Il est sage de conserver le moins de données possible sur son téléphone intelligent, porte d’entrée privilégiée des cyberpirates et de s’assurer que ces données sont protégées par des mots de passe robustes, tout comme sur l’ordinateur. Il est d’ailleurs fortement suggéré de toujours utiliser « l’authentification à deux facteurs », qui fait en sorte que même avec un mot de passe volé, un malfaiteur ne peut avoir accès.

Certains assureurs offrent aussi une protection visant non seulement à indemniser en cas de perte, mais aussi à fournir une expertise pour accompagner les victimes dans le rétablissement de leurs systèmes informatiques.

Et, bien sûr, la prudence demeure l’outil de base en matière d’informatique. Les offres qui semblent trop belles pour être vraies le sont presque toujours. Il faut se rappeler que les banques ne vous envoient pas de courriels et ne vous appellent pas pour demander des informations à votre sujet ; elles les ont déjà. L’achat de machinerie en ligne est aussi une proposition risquée. Au Royaume-Uni, de nombreuses transactions frauduleuses ont été notées lors de tentatives d’achat d’équipements valant des dizaines de milliers de dollars, tant sur des sites connus comme eBay que sur de faux sites web d’équipements, qui sont en croissance.

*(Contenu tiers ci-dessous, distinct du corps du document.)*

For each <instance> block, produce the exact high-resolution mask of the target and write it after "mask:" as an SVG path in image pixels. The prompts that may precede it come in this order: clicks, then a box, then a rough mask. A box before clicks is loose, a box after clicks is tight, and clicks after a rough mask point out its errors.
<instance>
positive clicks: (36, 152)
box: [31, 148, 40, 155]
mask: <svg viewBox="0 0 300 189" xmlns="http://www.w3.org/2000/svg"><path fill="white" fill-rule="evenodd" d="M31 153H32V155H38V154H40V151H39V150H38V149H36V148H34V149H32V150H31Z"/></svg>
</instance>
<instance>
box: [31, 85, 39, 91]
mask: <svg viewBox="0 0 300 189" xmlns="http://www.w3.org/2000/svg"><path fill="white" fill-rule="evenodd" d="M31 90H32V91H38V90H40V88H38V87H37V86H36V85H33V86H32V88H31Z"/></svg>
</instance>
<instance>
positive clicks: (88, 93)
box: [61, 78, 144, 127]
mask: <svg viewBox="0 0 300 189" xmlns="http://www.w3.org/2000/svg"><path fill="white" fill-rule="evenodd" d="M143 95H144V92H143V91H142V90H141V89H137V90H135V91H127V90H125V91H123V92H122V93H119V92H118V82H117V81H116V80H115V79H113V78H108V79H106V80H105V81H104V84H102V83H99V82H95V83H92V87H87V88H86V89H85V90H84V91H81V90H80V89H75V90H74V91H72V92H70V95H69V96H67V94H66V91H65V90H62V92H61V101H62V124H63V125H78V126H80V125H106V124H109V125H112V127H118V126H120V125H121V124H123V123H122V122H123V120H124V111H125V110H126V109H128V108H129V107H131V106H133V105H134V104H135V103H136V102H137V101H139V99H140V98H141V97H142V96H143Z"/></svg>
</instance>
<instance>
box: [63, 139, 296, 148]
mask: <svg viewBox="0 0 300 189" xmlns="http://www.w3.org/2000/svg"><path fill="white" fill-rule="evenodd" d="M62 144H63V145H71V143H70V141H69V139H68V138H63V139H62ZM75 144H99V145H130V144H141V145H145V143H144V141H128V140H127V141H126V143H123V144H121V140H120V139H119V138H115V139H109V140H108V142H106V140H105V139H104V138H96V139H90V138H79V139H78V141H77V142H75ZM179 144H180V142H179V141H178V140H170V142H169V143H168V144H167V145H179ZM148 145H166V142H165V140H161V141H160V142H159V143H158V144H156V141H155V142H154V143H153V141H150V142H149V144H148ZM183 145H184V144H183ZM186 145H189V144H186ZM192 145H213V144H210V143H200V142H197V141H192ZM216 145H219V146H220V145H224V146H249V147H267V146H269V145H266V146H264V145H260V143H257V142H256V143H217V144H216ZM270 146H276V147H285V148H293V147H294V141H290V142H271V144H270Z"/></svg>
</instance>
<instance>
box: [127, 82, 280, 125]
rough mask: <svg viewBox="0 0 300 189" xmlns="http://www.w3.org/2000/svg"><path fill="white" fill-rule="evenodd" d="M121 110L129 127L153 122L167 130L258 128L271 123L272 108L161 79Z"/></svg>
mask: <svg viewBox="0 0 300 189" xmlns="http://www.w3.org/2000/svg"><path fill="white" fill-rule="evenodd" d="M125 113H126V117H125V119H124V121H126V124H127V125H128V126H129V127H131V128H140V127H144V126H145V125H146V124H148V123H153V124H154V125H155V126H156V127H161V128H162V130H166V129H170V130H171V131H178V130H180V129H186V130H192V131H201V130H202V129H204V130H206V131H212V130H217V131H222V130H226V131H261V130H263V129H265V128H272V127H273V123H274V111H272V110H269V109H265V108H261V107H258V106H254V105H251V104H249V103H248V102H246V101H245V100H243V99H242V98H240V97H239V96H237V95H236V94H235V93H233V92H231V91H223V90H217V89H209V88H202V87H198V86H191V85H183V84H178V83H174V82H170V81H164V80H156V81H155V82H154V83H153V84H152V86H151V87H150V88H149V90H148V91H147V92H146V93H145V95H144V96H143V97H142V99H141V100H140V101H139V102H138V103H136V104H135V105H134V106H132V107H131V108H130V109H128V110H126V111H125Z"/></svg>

Pressions pour le « droit de réparer »

La machinerie, quant à elle, pose des problèmes particuliers. Des pressions sont faites sur les fabricants, dont plusieurs équipements sophistiqués ne peuvent être réparés sur le terrain en cas de bris, une source d’irritation énorme pour des producteurs habitués de se sortir du pétrin. Plusieurs manufacturiers refusent de partager les logiciels servant à diagnostiquer et réparer leur machinerie, obligeant les utilisateurs à attendre que l’on vienne faire le service en plein champ, ou à trouver le moyen de transporter des équipements parfois gigantesques à plusieurs kilomètres chez le détaillant.

Certains producteurs vont jusqu’à trouver des logiciels pirates qui leur permettent d’entrer dans les systèmes informatiques de leur machinerie, mais qui peuvent eux-mêmes présenter un risque d’entrée de l’extérieur.